Kherson civilians must leave the city immediately

Kherson civilians must leave the city “immediately”.

Pro-Russian authorities in Russia’s annexed Kherson region of southern Ukraine on Saturday urged civilians to evacuate the region’s capital “immediately” in the face of advancing forces from Kyiv.

• Also read: Ukrainian PM warns of ‘migration tsunami’ if Russian strikes continue

• Also read: Ukraine: New Russian strikes cause power outages in several regions

“All civilian residents of Kherson must leave the city immediately,” said the pro-Russian occupation administration of the region via telegram on Saturday, referring to a “tense situation at the front” and “increased danger from massive shelling”.

Evacuations to the left bank of the Dnieper, which borders Kherson, have been underway since Wednesday. But Saturday’s call takes on added urgency. About 25,000 people have already been evacuated, Kherson official Kirill Stremousov told Russian news agency Interfax on Saturday.

If Kyiv gains ground, it still suffers severe aerial reprisals, with Russian rocket fire all over its territory.

“The aggressor continues to terrorize our country.
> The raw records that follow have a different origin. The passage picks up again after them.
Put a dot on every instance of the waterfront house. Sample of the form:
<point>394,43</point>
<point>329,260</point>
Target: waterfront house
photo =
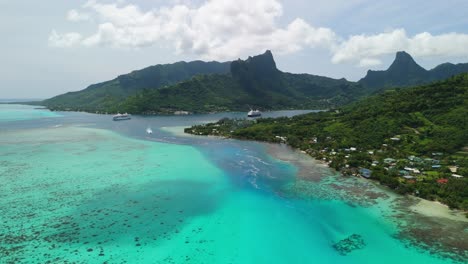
<point>365,172</point>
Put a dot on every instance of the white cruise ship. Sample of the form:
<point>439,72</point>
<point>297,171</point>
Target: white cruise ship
<point>120,116</point>
<point>254,113</point>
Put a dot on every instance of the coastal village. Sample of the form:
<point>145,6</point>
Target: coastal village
<point>423,175</point>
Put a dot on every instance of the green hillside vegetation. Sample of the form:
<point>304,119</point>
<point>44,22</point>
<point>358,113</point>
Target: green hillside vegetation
<point>106,96</point>
<point>255,82</point>
<point>404,72</point>
<point>408,139</point>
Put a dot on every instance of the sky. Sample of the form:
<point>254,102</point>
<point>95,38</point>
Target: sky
<point>54,46</point>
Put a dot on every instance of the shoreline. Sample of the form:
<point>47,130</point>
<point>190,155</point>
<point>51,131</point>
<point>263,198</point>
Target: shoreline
<point>423,207</point>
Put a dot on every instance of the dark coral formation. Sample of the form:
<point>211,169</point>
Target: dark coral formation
<point>349,244</point>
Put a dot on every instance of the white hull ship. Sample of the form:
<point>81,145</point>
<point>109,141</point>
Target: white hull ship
<point>119,117</point>
<point>254,113</point>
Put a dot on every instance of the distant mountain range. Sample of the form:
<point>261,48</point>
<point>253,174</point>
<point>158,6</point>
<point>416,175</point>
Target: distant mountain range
<point>404,71</point>
<point>235,86</point>
<point>106,95</point>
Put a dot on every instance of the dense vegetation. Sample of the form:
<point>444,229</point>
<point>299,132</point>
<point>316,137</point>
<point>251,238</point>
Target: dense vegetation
<point>106,96</point>
<point>404,71</point>
<point>413,140</point>
<point>255,82</point>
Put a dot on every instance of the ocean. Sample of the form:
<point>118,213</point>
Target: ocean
<point>81,188</point>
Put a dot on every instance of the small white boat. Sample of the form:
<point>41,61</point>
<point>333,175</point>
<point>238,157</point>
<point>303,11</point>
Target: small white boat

During the night, the attacker launched a massive attack with 36 rocket attacks,” Ukrainian President Volodymyr Zelenskyy said on social media on Saturday.

“The main target of Russian terrorists is energy,” he assured on Saturday evening, urging his fellow citizens: “Please use energy even more conscientiously than before, the stability of our public energy industry depends on it, in any city or district of Ukraine.” .

One million Ukrainian households without electricity

More than a million households in Ukraine are without power after Russian strikes in the country’s energy infrastructure, Ukrainian Presidency adviser Kyrylo Tymoshenko said on Saturday.

“To date, 672,000 subscribers have been disconnected in Khmelnytskyi Oblast, 188,400 in Mikolayiv Oblast, 102,000 in Volyn Oblast, 242,000 in Cherkasy Oblast, 174,790 in Rivne Oblast, 61,913 in Kirovograd Oblast and 10,500 in Odessa Oblast,” he counted.

“If there is no electricity, power or water in Ukraine, it could trigger a new migration tsunami,” Ukrainian Prime Minister Denys Chmygal warned in Sunday’s edition of the Frankfurter Allgemeine Sunday newspaper.

Russia wants “to give Ukraine a cold winter where people could literally freeze to death. This could lead to a planned humanitarian catastrophe the likes of which Europe has not seen since World War II,” warned Mr Chmygal, expected at the German-Ukrainian Economic Forum in Berlin on Monday.

fear for our lives

Kherson residents boarded a train bound for southern Russia at a station in Dzhankoy in northern Crimea, a Ukrainian peninsula annexed by Moscow in 2014, an AFP journalist noted on Friday.

“We are leaving Kherson because heavy shelling has started there, we are afraid for our lives,” said Valentina Yelkina, a pensioner who is traveling with her daughter.

Another Kherson resident, Yelena Bekesheva, 70, said she was on her way to Moscow. “We didn’t make the decision right away [de partir]but then we were invited by our friends and relatives,” she told AFP.

In a video on Friday evening, President Zelenskyy congratulated himself on his army’s “good results” in this very strategic region, where, he said, more than thirty Russian armored vehicles in particular were captured.

Kherson is the first major city captured by Russian forces at the start of their offensive launched on February 24.

On the ground, adviser to the Ukrainian Presidency, Mr. Tymoshenko, reported on Friday that “88 towns were taken over” by Russian forces in the Kherson region.

Energy restrictions are being “enforced” in several Ukrainian regions, including the capital Kyiv and its region, according to operator Ukrenergo.

At the same time, Ukrainians have already voluntarily reduced their electricity consumption by an average of 5 to 20 percent on certain days and in certain regions, Ukrenergo boss Volodymyr Kudrytsky told AFP.

Two people were killed on Saturday during Ukrainian strikes against the Russian region of Belgorod, which borders Ukraine, the region’s governor, Vyacheslav Gladkov, also said on Saturday.

The shelling was aimed at “civilian infrastructure” in the city of Chebekino, Gladkov said on Telegram. “About 15,000 people were left without power,” he said.

In mid-October, Russia denounced a “significant increase” in Ukrainian fire on several Russian border regions, including those of Belgorod, but also those of Kursk and Briansk.